With easy access to this context, teams at ClickTime can pull up insights and research that has already been completed instead of doing that background work again.

The results are clear. Her colleagues aren’t turning to her with information requests anymore because they can find it faster on their own within the product idea they’re working on.

“They realized they could now find what they’re looking for in ProdPad without having to go through me,” she says.

Roadmap transparency: Open up new opportunities across the company

The second layer of visibility Barbara brought to ClickTime was to open up all company roadmaps to all teams.

Barbara introduced two main roadmaps at Clicktime – one for each moving part of the business:

  • Core product – their SaaS product
  • Professional services – provides custom solutions and reports for ClickTime customers.
  • (They have a third technical roadmap too, which includes upkeep such as bugs and fixes.)

Barbara sits on the Core Product team, but always keeps an eye on the Professional Services roadmap. Their work is fundamentally different, but sometimes overlaps.

The visibility she has into both product roadmaps helps her flag up potential product conflicts and duplicate work. But she also uses that visibility to look out for opportunities to combine resources.

“Sometimes requests come in from customers and we think: ‘This could actually work in our core product’ and we will flag that with the professional services team,” says Barbara.

“We’ve been able to put together creative solutions that work for both our core product, that would have otherwise been a really custom project for one customer,” she adds.

The Professional Services roadmap is also a valuable source of customer insights for the Core Product team: Barbara gets to see exactly what types of custom work Clicktime customers require.

“It’s a secondary lens to see our customers through – and we all end up having a lot more visibility into what customers want out of our tool.”

Instant feedback: Create a hub for customer feedback in Slack

The third layer of visibility Barbara brought to ClickTime was to pull all incoming customer feedback into Slack, where it could be viewed and discussed across the company

Before Barbara started piping it all into Slack, customer feedback rarely came up in daily discussions at the company. But that has changed since customer feedback started popping up in the company’s Slack channels.

“We saw a big uptick in comments when we set up the Slack integration.” she says. “You log a customer dealbreaker in Salesforce and all of a sudden somebody’s talking about it in Slack saying, ‘Hey this is a really good idea!
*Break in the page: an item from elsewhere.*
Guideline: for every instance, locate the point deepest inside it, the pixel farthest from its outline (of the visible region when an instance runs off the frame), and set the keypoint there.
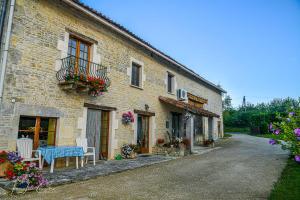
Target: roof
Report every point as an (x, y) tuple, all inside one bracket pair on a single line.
[(104, 19), (189, 107)]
Then the executive team  jumps in and all of a sudden, everyone’s pitching in.”

Bringing customer feedback to where her colleagues spend most of their time talking to each other, has turned Slack into an active center for product discussions.

Her colleagues are also becoming more proactive about advocating for feedback they find interesting. For example, they go into ProdPad and promote that item of feedback into a new product idea. Then they’ll boost its business case by linking similar feedback from other customers to prove that it deserves a closer look.

It’s a significant cultural shift, and members of the product and engineering teams are now quick to respond to their colleagues in customer-facing roles.

“It’s nice to have someone from the product team explain to you really clearly: ‘We hear your request and this is actively on our roadmap’ vs. ‘I don’t know if we’re ever going to do that.’”

ClickTime has moved effortlessly towards a product focused culture in part because it hasn’t required anyone to change their existing tools or habits.

Although she and the product team spend a lot of time in ProdPad, the rest of the company gets involved with product discussions in Slack. The product discussions, votes and emojis that take place with each idea get piped right back into ProdPad.

“If you’re not using a piece of software that often, you forget about it. This is where they’re comfortable and you don’t want to change that.”

What’s important to Barbara is that the internal transparency she has brought to ClickTime is here to stay.